CPV-Code – Was ist das?

CPV-Codes (Common Procurement Vocabulary) sind das gemeinsame Vokabular für öffentliche Aufträge in der EU. Sie sollen dabei helfen, ausgeschriebene Güter und Leistungen klar und akkurat zu beschreiben und zu klassifizieren. Hierzu hat die EU eine hierarchische Struktur mit Rubriken und sich weiter verzweigenden Unterkategorien geschaffen. Im Folgenden ein Beispiel für den Aufbau eines solchen Codes anhand der Leistung „Lieferung PC“ mit dem CPV-Code

30213000-9:

  • 30 – Maschinen, Material und Zubehör für Büro & Computer
  • 302 – Computeranlagen und Zubehör
  • 3021- Datenverarbeitungsgeräte und Zubehör
  • 30213 – Personalcomputer
  • Jede weitere 0 – keine weitere Präzisierung
  • 30213000-9 – die letzte Ziffer (9) ist eine Prüfziffer zur Validierung

Welche Schwächen haben CPV-Codes?

Der aktuelle Stand des CPV-Katalogs ist aus dem Jahre 2008 und wurde für die gesamte EU erstellt. Dies erklärt drei der aus heutiger Sicht größten Schwächen:

  • Die große Zahl von CPV-Codes (exakt 9.454) macht es nicht gerade einfach, den passenden Code zu finden. Die Suche erweist sich oft als sehr zeitaufwändig.
  • Es wurden Sichtweisen auf Güter und Leistungen aller EU-Länder berücksichtigt. Dies entspricht nicht immer dem Selbstverständnis der jeweiligen Branchen in Deutschland. So werden Leistungen und Güter teils nicht den erwarteten Kategorien zu- oder untergeordnet. Beispielsweise sind Bauschmiedearbeiten nicht unter “Bauleistungen”, sondern unter “Dienstleistungen von Architekten und Ingenieuren” zu finden.
  • In den 15 Jahren seit der Erstellung des Katalogs hat sich unsere Welt stark verändert. Der Fokus hat sich durch die voranschreitende Digitalisierung immer stärker in Richtung IT-Dienstleistungen verschoben. Dadurch sind diese Rubriken und Kategorien bei einer vergleichsweise geringen Detailierung stark unterrepräsentiert.

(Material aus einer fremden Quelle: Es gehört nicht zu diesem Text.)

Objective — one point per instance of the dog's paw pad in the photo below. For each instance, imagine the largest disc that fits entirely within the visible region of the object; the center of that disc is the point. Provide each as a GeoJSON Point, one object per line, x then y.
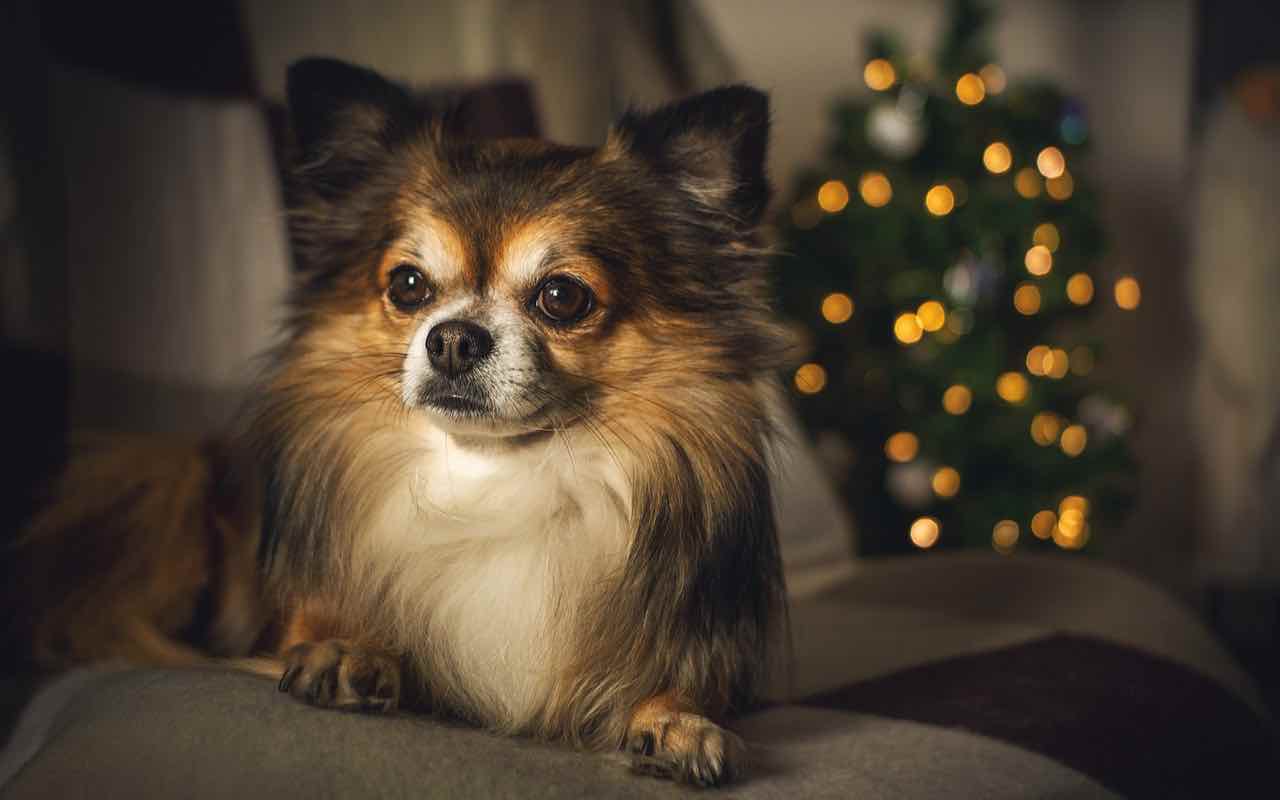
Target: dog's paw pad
{"type": "Point", "coordinates": [339, 675]}
{"type": "Point", "coordinates": [686, 748]}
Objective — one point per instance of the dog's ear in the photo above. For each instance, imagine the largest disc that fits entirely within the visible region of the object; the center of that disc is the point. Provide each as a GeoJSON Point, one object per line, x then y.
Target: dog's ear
{"type": "Point", "coordinates": [341, 110]}
{"type": "Point", "coordinates": [712, 144]}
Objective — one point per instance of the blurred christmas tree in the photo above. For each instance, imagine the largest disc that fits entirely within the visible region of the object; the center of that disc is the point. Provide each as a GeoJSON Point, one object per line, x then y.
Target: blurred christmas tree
{"type": "Point", "coordinates": [941, 261]}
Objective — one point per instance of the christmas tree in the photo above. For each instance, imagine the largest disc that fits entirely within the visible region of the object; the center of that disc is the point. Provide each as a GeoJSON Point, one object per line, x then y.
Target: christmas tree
{"type": "Point", "coordinates": [940, 261]}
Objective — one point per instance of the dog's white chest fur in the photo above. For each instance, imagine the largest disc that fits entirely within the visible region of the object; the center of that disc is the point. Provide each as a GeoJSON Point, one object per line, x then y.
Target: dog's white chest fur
{"type": "Point", "coordinates": [488, 554]}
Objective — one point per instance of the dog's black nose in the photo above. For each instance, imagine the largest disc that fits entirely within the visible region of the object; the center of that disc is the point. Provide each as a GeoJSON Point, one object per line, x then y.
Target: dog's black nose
{"type": "Point", "coordinates": [456, 346]}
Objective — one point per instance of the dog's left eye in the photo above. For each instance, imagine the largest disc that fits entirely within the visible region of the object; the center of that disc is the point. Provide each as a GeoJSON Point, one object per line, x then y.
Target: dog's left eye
{"type": "Point", "coordinates": [407, 287]}
{"type": "Point", "coordinates": [563, 300]}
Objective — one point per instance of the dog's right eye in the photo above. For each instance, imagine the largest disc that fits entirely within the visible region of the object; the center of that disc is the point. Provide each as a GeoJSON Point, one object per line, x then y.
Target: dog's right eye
{"type": "Point", "coordinates": [407, 289]}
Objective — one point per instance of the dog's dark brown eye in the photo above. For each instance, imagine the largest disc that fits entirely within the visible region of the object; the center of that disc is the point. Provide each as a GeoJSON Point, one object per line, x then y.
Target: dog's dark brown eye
{"type": "Point", "coordinates": [563, 300]}
{"type": "Point", "coordinates": [407, 288]}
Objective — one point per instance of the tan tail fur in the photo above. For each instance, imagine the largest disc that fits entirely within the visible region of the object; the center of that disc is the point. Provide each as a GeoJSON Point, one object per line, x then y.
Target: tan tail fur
{"type": "Point", "coordinates": [145, 553]}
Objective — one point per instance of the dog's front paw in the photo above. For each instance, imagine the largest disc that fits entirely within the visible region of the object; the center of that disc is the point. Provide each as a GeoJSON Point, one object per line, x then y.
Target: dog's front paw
{"type": "Point", "coordinates": [337, 673]}
{"type": "Point", "coordinates": [686, 748]}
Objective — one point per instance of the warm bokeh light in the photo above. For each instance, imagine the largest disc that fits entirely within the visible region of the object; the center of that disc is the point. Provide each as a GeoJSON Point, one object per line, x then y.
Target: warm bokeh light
{"type": "Point", "coordinates": [996, 158]}
{"type": "Point", "coordinates": [1051, 163]}
{"type": "Point", "coordinates": [906, 328]}
{"type": "Point", "coordinates": [874, 190]}
{"type": "Point", "coordinates": [1060, 187]}
{"type": "Point", "coordinates": [940, 200]}
{"type": "Point", "coordinates": [956, 400]}
{"type": "Point", "coordinates": [1082, 361]}
{"type": "Point", "coordinates": [1038, 260]}
{"type": "Point", "coordinates": [880, 74]}
{"type": "Point", "coordinates": [903, 447]}
{"type": "Point", "coordinates": [1079, 289]}
{"type": "Point", "coordinates": [1027, 182]}
{"type": "Point", "coordinates": [1046, 426]}
{"type": "Point", "coordinates": [946, 481]}
{"type": "Point", "coordinates": [1027, 298]}
{"type": "Point", "coordinates": [1043, 524]}
{"type": "Point", "coordinates": [993, 78]}
{"type": "Point", "coordinates": [1069, 542]}
{"type": "Point", "coordinates": [1072, 530]}
{"type": "Point", "coordinates": [924, 533]}
{"type": "Point", "coordinates": [1128, 293]}
{"type": "Point", "coordinates": [1004, 536]}
{"type": "Point", "coordinates": [1011, 388]}
{"type": "Point", "coordinates": [970, 88]}
{"type": "Point", "coordinates": [931, 315]}
{"type": "Point", "coordinates": [1047, 234]}
{"type": "Point", "coordinates": [810, 378]}
{"type": "Point", "coordinates": [1038, 360]}
{"type": "Point", "coordinates": [1057, 364]}
{"type": "Point", "coordinates": [837, 307]}
{"type": "Point", "coordinates": [1074, 439]}
{"type": "Point", "coordinates": [833, 196]}
{"type": "Point", "coordinates": [1074, 502]}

Worin liegen die Vorteile?

Allen Schwächen zum Trotz lohnt sich der Blick in den CPV-Katalog:

  • Der CPV-Code hat sich neben den EU-weiten Ausschreibungen auch auf nationaler Ebene stark ausgebreitet und verfügt dadurch über eine große Nutzungsabdeckung.
  • Die Ausschreibungssuche mit CPV-Codes umgeht das Problem von unterschiedlichen Leistungsbezeichnungen durch Synonyme, lokal abweichendes Vokabular (Dialekt) oder Beamtensprache (z.B.: Malerarbeiten und Anstricharbeiten).
  • Bei der grenzüberschreitenden Suche nach passenden Ausschreibungen auf dem TED (Onlineversion des „Supplements zum Amtsblatt der Europäischen Union“) sichert die Verwendung des CPV-Codes, dass die hier veröffentlichten Ausschreibungen von Firmen aus allen EU-Staaten schnell und ohne Sprachbarrieren gefunden werden können.
  • Korrekt kategorisierte Bekanntmachungen beschleunigen für Bieter die Suche nach Aufträgen, da die passenden Bekanntmachungen schneller identifiziert werden können.
  • Für die ausschreibende Stelle erhöht sich die Auffindbarkeit der Bekanntmachung für die relevanten Bieterfirmen.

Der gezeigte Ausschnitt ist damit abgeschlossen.